Haba Snow Mountain's highest – but nameless – peak attains a height of some 5400 meters above sea level and is covered with snow and ice year-round. Surrounding the main peak are four smaller peaks, also nameless (perhaps a mountain's peaks are given names only if they attain very high heights... the peaks of Haba Snow Mountain – though climbing them is no Sunday afternoon stroll in the park – are considered of "teething" height among dedicated mountaineers). The weather on the mountain below the tundra zone changes paradigm with the seasons, but it can change the mood within hours, especially on the higher slopes, suddenly becoming chilly as cloud and mist descend, or becoming warm and bright as cloud and mist are chased away by the sun, while both phenomena are a wonder to behold from a warm vantage point in the valleys below.

At a height of 4700 meters, circa, gigantic icicles begin to form on the underside of overhanging rocks.
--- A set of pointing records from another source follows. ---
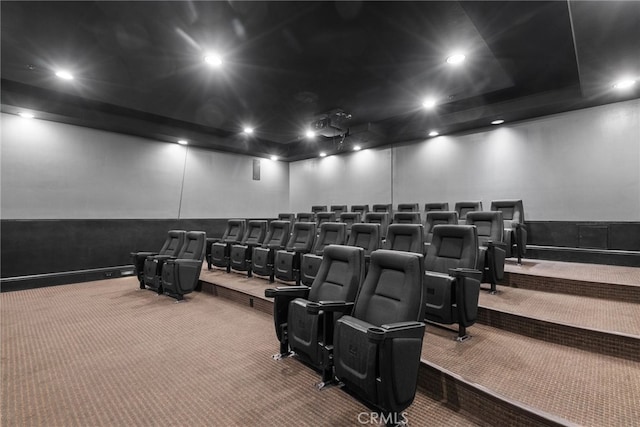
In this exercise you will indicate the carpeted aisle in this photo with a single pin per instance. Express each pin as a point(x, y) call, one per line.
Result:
point(107, 354)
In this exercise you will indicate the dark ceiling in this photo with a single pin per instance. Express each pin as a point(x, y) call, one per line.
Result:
point(139, 66)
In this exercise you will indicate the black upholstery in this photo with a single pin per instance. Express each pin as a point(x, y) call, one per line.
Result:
point(515, 231)
point(339, 278)
point(241, 253)
point(287, 261)
point(407, 218)
point(376, 349)
point(451, 278)
point(381, 218)
point(462, 208)
point(408, 207)
point(180, 275)
point(219, 252)
point(492, 251)
point(262, 257)
point(405, 237)
point(436, 206)
point(170, 247)
point(382, 208)
point(331, 233)
point(232, 234)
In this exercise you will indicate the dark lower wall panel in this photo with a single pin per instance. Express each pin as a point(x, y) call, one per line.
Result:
point(32, 247)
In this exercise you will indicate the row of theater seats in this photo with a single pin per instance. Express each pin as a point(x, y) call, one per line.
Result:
point(175, 269)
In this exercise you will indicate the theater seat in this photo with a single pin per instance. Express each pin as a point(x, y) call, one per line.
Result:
point(331, 233)
point(377, 348)
point(241, 253)
point(405, 237)
point(286, 263)
point(219, 252)
point(232, 234)
point(515, 232)
point(492, 250)
point(340, 275)
point(462, 208)
point(170, 247)
point(451, 278)
point(262, 257)
point(180, 275)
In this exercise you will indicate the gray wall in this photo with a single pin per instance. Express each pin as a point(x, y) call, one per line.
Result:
point(577, 166)
point(57, 171)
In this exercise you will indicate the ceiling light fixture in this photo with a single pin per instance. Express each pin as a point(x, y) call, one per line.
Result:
point(64, 75)
point(456, 58)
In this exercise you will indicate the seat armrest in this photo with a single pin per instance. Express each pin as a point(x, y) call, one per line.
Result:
point(287, 291)
point(329, 306)
point(396, 330)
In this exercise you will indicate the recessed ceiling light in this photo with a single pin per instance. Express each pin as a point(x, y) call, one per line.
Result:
point(624, 84)
point(213, 59)
point(64, 75)
point(456, 58)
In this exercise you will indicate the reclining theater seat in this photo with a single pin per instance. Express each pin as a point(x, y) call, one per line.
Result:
point(462, 208)
point(331, 233)
point(287, 261)
point(405, 237)
point(339, 278)
point(515, 232)
point(219, 253)
point(376, 349)
point(170, 247)
point(492, 250)
point(451, 278)
point(436, 206)
point(262, 257)
point(232, 234)
point(240, 254)
point(180, 275)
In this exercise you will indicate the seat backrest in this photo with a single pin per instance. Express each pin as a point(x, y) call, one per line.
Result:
point(322, 217)
point(174, 242)
point(382, 208)
point(338, 209)
point(302, 237)
point(512, 211)
point(366, 236)
point(392, 290)
point(489, 226)
point(194, 246)
point(362, 209)
point(408, 207)
point(331, 233)
point(286, 216)
point(405, 237)
point(340, 275)
point(277, 236)
point(256, 231)
point(464, 207)
point(305, 217)
point(436, 206)
point(452, 246)
point(434, 218)
point(407, 218)
point(234, 231)
point(381, 218)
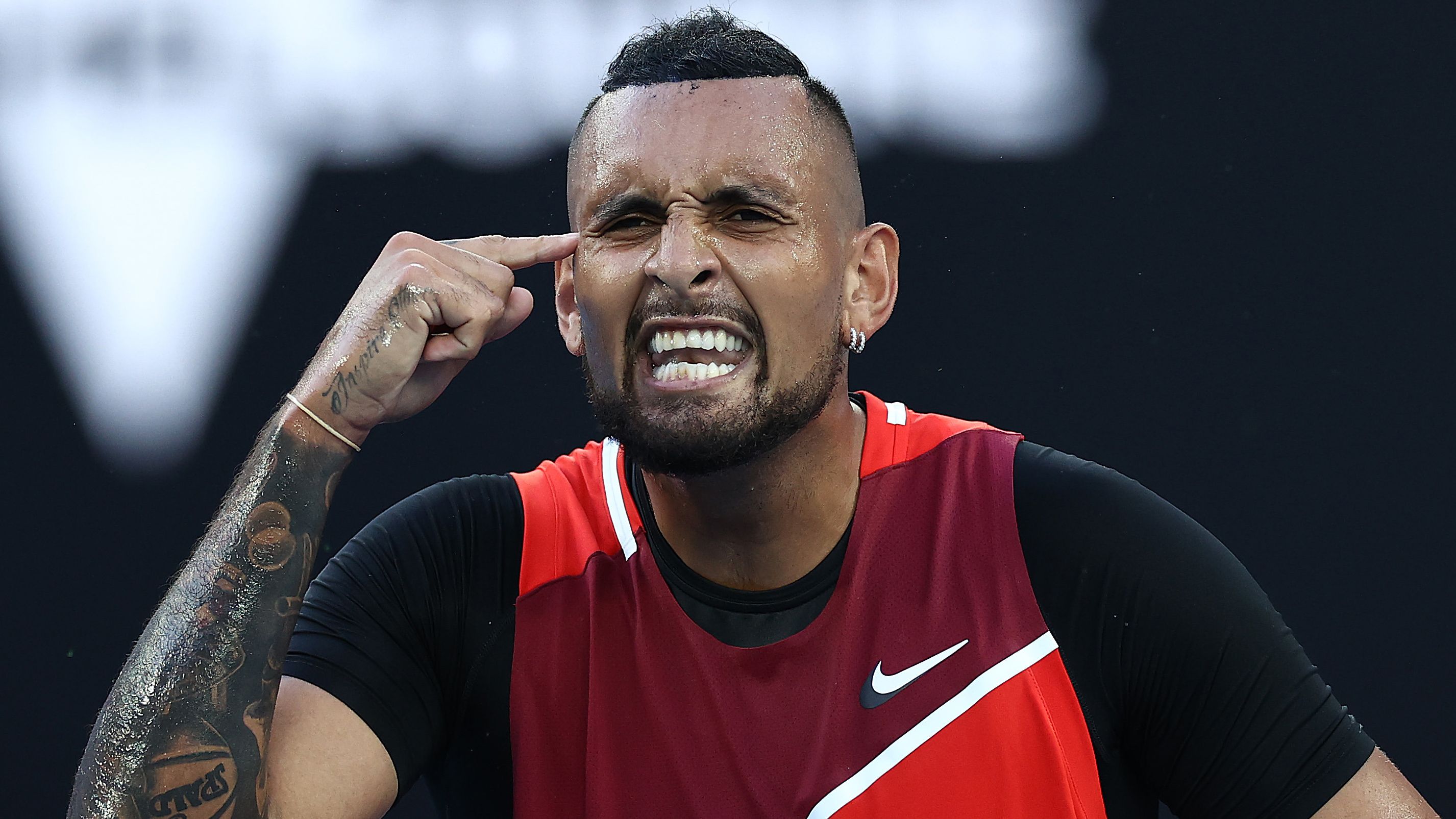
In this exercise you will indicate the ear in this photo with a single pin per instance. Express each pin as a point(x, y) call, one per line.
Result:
point(569, 316)
point(873, 280)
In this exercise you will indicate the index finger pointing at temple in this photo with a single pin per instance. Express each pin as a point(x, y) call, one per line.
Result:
point(517, 252)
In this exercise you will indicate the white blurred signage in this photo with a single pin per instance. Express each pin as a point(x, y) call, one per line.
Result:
point(151, 152)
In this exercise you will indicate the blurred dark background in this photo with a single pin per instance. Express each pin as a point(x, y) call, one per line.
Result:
point(1235, 290)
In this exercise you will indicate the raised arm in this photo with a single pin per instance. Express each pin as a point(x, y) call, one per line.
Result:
point(188, 722)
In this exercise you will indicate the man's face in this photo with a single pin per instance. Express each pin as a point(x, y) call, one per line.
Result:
point(715, 228)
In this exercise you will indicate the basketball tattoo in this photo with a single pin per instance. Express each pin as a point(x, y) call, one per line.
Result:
point(185, 731)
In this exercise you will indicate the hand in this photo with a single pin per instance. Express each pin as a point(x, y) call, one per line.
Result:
point(421, 313)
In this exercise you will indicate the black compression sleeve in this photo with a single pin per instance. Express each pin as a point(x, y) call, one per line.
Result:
point(405, 616)
point(1194, 688)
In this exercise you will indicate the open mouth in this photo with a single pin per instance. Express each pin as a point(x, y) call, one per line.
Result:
point(689, 356)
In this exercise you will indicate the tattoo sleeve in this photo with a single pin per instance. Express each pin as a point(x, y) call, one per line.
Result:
point(185, 728)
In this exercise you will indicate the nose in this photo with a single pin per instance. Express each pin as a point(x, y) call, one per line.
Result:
point(683, 261)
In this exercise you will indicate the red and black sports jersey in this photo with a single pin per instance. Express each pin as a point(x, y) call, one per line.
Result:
point(1005, 632)
point(932, 611)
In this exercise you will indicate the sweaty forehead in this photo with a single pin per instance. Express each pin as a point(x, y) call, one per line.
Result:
point(695, 137)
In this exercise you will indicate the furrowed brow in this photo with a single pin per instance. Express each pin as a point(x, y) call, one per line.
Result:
point(748, 195)
point(624, 204)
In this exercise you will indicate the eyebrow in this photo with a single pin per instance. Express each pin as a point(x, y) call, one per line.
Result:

It is also at this altitude up the slopes of Haba– and Yu Long Snow Mountains that one finds glaciers. The glaciers in this part of China are the country's lowest-latitude glaciers, which perhaps also explains why they are melting so rapidly, given the changing global climate. The many odd landscape features of these two mountains, not to speak of the deep gorge which separates them – are believed to be the footprints of much larger former glaciers that have melted, carrying soil, gravel, trees, and even large boulders in their runoff waters as they eroded away those parts of the surrounding landscape that could thus be dislodged.
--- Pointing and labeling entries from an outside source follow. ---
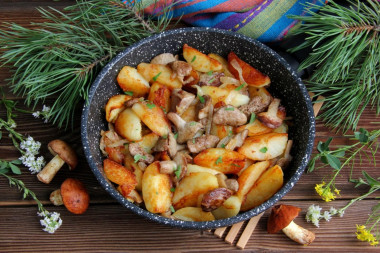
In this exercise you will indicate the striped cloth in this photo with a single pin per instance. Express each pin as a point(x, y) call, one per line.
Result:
point(265, 20)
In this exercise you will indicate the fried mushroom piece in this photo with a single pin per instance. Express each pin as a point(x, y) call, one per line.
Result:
point(229, 115)
point(198, 144)
point(214, 199)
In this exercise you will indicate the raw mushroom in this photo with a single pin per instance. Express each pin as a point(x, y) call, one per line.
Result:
point(181, 100)
point(73, 195)
point(198, 144)
point(281, 218)
point(274, 116)
point(63, 153)
point(229, 115)
point(163, 59)
point(186, 130)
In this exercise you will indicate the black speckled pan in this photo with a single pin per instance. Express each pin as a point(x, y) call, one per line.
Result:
point(285, 85)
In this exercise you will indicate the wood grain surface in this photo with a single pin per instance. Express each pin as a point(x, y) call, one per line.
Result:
point(109, 227)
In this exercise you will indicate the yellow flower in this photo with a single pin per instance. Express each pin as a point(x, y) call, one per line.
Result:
point(365, 235)
point(325, 192)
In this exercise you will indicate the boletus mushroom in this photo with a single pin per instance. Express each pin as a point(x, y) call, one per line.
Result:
point(63, 153)
point(73, 195)
point(281, 218)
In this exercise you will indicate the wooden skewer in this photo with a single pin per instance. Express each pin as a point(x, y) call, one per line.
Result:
point(248, 231)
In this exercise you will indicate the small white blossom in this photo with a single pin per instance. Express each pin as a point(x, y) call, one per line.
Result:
point(327, 215)
point(51, 221)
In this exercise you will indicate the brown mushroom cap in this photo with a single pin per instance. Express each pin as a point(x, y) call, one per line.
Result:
point(64, 151)
point(75, 196)
point(280, 217)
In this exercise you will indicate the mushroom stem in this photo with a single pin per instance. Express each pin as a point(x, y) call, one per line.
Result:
point(299, 234)
point(48, 172)
point(56, 197)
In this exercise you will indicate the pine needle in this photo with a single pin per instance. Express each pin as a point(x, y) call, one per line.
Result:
point(345, 46)
point(62, 57)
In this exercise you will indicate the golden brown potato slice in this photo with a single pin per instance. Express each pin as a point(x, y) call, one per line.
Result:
point(193, 214)
point(191, 186)
point(130, 80)
point(265, 187)
point(153, 117)
point(128, 125)
point(191, 168)
point(159, 94)
point(254, 128)
point(223, 62)
point(156, 189)
point(159, 73)
point(118, 174)
point(148, 141)
point(265, 146)
point(115, 105)
point(199, 61)
point(249, 176)
point(230, 208)
point(223, 160)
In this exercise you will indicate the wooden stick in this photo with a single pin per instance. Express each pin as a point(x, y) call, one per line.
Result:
point(219, 232)
point(233, 232)
point(248, 231)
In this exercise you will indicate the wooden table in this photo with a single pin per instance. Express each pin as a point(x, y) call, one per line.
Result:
point(107, 226)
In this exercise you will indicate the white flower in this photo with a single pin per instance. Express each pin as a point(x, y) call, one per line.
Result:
point(327, 216)
point(51, 221)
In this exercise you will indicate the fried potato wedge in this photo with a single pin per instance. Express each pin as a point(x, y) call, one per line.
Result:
point(153, 117)
point(156, 189)
point(128, 125)
point(118, 174)
point(265, 146)
point(193, 214)
point(252, 76)
point(131, 80)
point(223, 62)
point(230, 208)
point(115, 105)
point(249, 176)
point(190, 187)
point(191, 168)
point(254, 128)
point(265, 187)
point(159, 73)
point(199, 61)
point(159, 94)
point(223, 160)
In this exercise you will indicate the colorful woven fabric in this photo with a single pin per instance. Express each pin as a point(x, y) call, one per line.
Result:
point(265, 20)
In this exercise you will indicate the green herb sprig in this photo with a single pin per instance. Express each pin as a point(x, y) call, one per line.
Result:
point(345, 44)
point(62, 57)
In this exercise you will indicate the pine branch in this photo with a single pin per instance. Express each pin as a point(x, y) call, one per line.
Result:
point(345, 46)
point(62, 57)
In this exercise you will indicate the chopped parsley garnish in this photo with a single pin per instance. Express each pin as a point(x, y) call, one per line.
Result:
point(178, 171)
point(156, 76)
point(150, 106)
point(253, 117)
point(138, 157)
point(240, 87)
point(202, 99)
point(219, 160)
The runoff waters from these former glaciers (and to some extent, from the glaciers that remain) formed a number of lakes farther below, at an altitude of 4000 meters, circa. Black Lake, whose name is derived from its almost black-ink appearance, is the most famous such lake. Its unusual appearance notwithstanding, Black Lake exhibits the usual four distinct seasons. Still, it is a mysterious lake, with some strange legends attached to it. For example, it is believed that sustained screaming at the lake's edge can provoke massive downpours. One of the creatures that thrive in waters with low visibility, salamanders, grow to gigantic proportions in Black Lake. When the temperature range is appropriate, giant salamanders amass in the lake's shallower places, adding to the eerieness of this dark lake.
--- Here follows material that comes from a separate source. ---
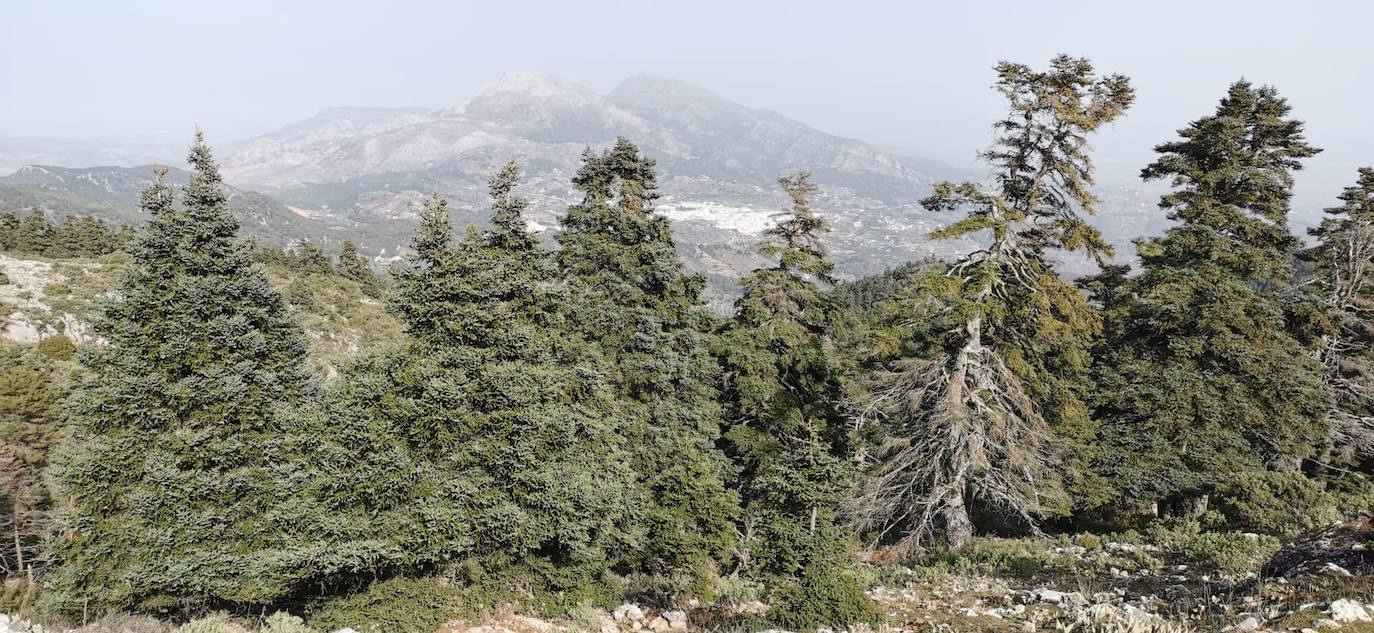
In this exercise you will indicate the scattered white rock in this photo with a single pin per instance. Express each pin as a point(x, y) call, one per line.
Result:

In addition to the many other noteworthy attractions that the mountain offers, Haba Snow Mountian presents the visitor with a variety of waterfall types. Some are mere thread-like trickles that spill over overhanging parts of the mountainside while others are raging troughs of water that crash into pools below with the roar of thunder. Still, others are broadsheets of water that make a sheer drop, then cascade over layer after layer of stone below. For example, Jinshan Cascade is born of a strong current and has a height of some 40 meters. It shoots over the edge of a cliff, producing a curtain of mist that reflects a magnificent rainbow when it catches the sunlight. And Dadiaoshui Cascade, a seasonal waterfall some 200 meters in height, lies just above the snow line at its origin. It is born of the melting snow that recurs each year from April through September, as the summer heat warms up the outer layers of snow and ice on the mountain's peak. The combination of cascades and cloud cover, or mists, that form a ring around the mountain near the origin of these cascades, giving the impression that this nebulous ring is liquifying as it comes in contact with the mountain face, is a priceless sight to behold.

How to Get There?

From Shangri-la, the county seat and the primary regional transportation hub that lies some 120 kilometers away, there is an excellent road that leads to Haba Snow Mountain. The usual form of transportation is a rented vehicle, of which there is a large variety available. With a bit of flexibility, one can easily arrange to share the ride with other tourists enroute to the mountain, thereby lowering the per-passenger price of the round-trip fare.